At a memorial ceremony for the seven Ugandan crew who died with Garang in the July 30 crash of a Ugandan presidential helicopter, Museveni said such reports were a threat to regional security and that he would not tolerate them.

“I will no longer tolerate a newspaper which is like a vulture,” he said, naming three papers, two privately owned dailies and a weekly, that had stoked his ire. “Any newspaper that plays around with regional security, I will not tolerate it.

“I will close it, simple,” Museveni said. “They must stop or we shall stop them. There are security people mandated to comment about security matters in Uganda and they should consult those.”

The newspapers in question have printed a variety of speculative stories about Garang’s death in recent days with one quoting unnamed intelligence sources as saying the ex-rebel leader’s body was found riddled with bullets when it was recovered from the wreckage of Museveni’s chopper.

Others have suggested Uganda’s arch-rival Rwanda may have tried to bring down the helicopter in the mistaken belief that Museveni was on board.
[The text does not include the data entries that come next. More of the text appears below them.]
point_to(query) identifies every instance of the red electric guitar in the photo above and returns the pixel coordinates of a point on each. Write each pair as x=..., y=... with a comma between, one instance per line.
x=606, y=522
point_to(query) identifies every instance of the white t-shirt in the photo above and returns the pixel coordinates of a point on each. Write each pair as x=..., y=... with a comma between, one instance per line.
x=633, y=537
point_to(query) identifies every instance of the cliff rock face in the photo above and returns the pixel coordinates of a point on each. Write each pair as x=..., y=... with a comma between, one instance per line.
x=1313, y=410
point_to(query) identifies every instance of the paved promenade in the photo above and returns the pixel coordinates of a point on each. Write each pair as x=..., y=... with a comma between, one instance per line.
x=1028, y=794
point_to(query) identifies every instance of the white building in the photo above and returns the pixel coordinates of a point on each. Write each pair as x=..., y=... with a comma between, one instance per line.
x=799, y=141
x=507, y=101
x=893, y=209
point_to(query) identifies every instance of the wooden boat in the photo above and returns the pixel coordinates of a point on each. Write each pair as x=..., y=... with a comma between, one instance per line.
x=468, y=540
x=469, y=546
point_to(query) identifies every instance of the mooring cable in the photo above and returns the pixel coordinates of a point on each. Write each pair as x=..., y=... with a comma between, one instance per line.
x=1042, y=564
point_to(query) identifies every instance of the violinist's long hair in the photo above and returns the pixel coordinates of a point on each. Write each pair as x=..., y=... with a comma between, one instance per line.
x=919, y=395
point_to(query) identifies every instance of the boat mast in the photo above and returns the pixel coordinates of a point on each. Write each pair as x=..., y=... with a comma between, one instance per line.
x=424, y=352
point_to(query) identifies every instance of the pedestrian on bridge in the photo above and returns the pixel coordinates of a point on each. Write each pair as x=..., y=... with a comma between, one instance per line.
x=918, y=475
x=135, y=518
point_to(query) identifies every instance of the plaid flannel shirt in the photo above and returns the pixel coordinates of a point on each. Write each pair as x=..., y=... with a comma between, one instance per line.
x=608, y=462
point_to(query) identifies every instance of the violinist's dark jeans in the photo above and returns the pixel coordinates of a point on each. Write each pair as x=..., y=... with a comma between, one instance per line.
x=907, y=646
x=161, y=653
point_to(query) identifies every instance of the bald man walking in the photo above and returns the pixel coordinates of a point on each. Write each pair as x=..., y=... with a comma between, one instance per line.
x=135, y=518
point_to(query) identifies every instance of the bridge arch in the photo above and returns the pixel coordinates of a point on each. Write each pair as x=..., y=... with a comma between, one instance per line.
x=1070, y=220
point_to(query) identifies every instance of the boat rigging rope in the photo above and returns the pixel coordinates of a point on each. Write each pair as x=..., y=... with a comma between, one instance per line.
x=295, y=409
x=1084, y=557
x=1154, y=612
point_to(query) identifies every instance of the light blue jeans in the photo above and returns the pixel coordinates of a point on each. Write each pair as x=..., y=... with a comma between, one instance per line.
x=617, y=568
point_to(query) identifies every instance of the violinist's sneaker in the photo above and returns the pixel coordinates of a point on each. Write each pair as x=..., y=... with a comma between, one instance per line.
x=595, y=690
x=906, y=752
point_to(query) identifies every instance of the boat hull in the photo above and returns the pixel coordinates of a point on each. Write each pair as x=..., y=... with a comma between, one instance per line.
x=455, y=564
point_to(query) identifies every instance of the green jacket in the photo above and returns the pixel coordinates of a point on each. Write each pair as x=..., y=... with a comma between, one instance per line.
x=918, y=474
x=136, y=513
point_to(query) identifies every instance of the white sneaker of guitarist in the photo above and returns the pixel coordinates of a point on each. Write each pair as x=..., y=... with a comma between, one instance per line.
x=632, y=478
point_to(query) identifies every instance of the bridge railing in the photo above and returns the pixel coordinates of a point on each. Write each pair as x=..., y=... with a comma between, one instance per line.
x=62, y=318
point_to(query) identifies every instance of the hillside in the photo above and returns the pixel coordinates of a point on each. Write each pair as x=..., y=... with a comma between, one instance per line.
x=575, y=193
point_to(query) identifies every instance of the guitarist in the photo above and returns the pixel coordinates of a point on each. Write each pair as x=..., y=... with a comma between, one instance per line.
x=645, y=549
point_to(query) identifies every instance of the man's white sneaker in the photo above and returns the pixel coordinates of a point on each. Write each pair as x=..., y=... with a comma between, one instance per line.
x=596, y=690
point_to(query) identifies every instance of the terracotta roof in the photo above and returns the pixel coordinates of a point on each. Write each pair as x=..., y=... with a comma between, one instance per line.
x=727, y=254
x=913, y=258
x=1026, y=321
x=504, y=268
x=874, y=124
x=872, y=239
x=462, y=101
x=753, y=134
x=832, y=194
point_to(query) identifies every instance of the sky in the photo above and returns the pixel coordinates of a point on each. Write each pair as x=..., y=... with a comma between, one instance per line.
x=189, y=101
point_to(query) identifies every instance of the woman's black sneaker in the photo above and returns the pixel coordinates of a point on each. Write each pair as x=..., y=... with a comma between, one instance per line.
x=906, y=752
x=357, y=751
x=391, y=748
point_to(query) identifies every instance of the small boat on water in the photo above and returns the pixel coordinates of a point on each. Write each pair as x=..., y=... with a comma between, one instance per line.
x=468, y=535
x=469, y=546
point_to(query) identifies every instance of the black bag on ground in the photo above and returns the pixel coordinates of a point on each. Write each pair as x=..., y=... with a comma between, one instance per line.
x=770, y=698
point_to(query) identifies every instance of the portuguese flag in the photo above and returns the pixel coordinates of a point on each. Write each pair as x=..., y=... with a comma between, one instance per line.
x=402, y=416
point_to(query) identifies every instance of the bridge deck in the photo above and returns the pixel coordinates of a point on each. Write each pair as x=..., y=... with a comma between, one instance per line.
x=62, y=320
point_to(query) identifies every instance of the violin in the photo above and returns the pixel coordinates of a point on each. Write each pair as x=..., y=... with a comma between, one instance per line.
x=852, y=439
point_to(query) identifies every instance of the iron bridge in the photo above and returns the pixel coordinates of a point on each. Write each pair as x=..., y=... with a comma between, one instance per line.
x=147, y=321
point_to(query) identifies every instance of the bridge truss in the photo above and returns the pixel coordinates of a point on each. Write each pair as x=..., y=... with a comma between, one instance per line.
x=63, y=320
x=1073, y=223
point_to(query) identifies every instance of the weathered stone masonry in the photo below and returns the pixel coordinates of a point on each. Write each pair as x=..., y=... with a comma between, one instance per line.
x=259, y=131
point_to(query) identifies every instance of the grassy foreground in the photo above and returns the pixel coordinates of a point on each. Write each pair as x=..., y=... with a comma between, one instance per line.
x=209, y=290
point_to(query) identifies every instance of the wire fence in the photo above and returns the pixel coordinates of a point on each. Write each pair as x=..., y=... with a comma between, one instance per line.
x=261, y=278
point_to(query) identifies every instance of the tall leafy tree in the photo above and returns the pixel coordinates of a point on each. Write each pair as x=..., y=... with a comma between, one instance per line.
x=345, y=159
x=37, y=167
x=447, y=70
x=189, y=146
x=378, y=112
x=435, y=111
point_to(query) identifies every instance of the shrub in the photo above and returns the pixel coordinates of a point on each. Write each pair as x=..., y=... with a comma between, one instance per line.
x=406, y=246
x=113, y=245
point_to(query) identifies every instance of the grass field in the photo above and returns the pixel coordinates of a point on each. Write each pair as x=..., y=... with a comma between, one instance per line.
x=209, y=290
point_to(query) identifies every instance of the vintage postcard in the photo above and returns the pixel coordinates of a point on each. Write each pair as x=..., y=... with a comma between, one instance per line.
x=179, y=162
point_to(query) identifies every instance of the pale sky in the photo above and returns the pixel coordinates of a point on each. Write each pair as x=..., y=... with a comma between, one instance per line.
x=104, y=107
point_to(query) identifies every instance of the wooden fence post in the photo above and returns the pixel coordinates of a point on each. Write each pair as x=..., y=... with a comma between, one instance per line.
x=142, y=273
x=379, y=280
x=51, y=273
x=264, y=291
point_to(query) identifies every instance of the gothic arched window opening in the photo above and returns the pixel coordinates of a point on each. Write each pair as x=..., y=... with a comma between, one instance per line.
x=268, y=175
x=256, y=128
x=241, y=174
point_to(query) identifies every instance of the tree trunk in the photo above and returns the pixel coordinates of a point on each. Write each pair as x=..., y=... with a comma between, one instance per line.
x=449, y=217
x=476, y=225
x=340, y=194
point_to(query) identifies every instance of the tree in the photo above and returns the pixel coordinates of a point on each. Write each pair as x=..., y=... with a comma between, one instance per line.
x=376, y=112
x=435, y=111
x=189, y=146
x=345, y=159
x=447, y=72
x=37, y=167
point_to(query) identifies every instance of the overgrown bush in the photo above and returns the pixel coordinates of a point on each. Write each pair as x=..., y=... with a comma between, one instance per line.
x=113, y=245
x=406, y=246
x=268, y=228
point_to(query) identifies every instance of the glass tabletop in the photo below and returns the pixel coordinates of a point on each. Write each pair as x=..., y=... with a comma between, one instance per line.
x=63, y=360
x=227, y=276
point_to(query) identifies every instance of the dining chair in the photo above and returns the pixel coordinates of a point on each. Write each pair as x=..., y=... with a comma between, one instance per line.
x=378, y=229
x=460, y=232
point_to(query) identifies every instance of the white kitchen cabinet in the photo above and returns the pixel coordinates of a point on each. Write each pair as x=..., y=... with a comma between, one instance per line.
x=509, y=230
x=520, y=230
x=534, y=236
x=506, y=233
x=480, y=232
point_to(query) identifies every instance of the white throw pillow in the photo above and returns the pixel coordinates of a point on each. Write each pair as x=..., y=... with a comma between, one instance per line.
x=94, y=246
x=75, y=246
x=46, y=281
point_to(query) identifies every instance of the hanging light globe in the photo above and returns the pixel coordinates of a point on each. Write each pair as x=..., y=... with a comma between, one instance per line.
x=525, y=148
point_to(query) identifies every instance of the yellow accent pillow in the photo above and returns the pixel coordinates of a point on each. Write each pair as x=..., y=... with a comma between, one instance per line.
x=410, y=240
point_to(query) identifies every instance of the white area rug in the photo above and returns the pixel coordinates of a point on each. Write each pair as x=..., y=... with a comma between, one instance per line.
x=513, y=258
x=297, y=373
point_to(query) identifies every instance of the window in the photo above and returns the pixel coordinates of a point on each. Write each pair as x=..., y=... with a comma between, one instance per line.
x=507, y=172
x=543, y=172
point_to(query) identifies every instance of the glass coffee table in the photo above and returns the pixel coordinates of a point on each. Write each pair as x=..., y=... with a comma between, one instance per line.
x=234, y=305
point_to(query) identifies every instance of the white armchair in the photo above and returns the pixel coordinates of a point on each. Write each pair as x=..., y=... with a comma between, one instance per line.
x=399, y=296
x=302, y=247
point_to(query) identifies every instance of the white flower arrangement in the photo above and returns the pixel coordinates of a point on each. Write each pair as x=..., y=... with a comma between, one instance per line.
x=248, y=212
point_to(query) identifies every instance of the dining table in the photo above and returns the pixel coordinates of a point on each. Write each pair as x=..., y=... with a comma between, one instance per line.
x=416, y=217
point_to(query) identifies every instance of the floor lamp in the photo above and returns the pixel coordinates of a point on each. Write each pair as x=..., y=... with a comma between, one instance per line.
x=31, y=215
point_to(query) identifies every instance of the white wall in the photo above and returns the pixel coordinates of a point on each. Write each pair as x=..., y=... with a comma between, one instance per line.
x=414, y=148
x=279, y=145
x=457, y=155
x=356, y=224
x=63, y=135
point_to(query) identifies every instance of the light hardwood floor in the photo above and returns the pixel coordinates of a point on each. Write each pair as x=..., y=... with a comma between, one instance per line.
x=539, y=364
Ironically, it was Museveni himself who opened the floodgates of speculation over the facts behind the crash by saying last week it may not have been an accident and could have been the result of an unspecified “external factor.”

Those comments were the first from any official to suggest that the crash was anything other than an accident as Sudan, Garang’s Sudan People’s Liberation Movement (SPLM), the United Nations and others have insisted.

Sudanese officials have castigated Museveni for those remarks while others have simply said a combination of poor weather, darkness, terrain and possible pilot error appear to have been the cause of the crash.

But Museveni has not backed down, insisting the Russian-made Mi-172 chopper was safe and equipped with the latest navigational devices, although he has reserved judgement until the completion of an international investigation.

Indeed on Wednesday, he said that if the probe finds that the crash was the result of foul play the perpetrators “will have to pay.”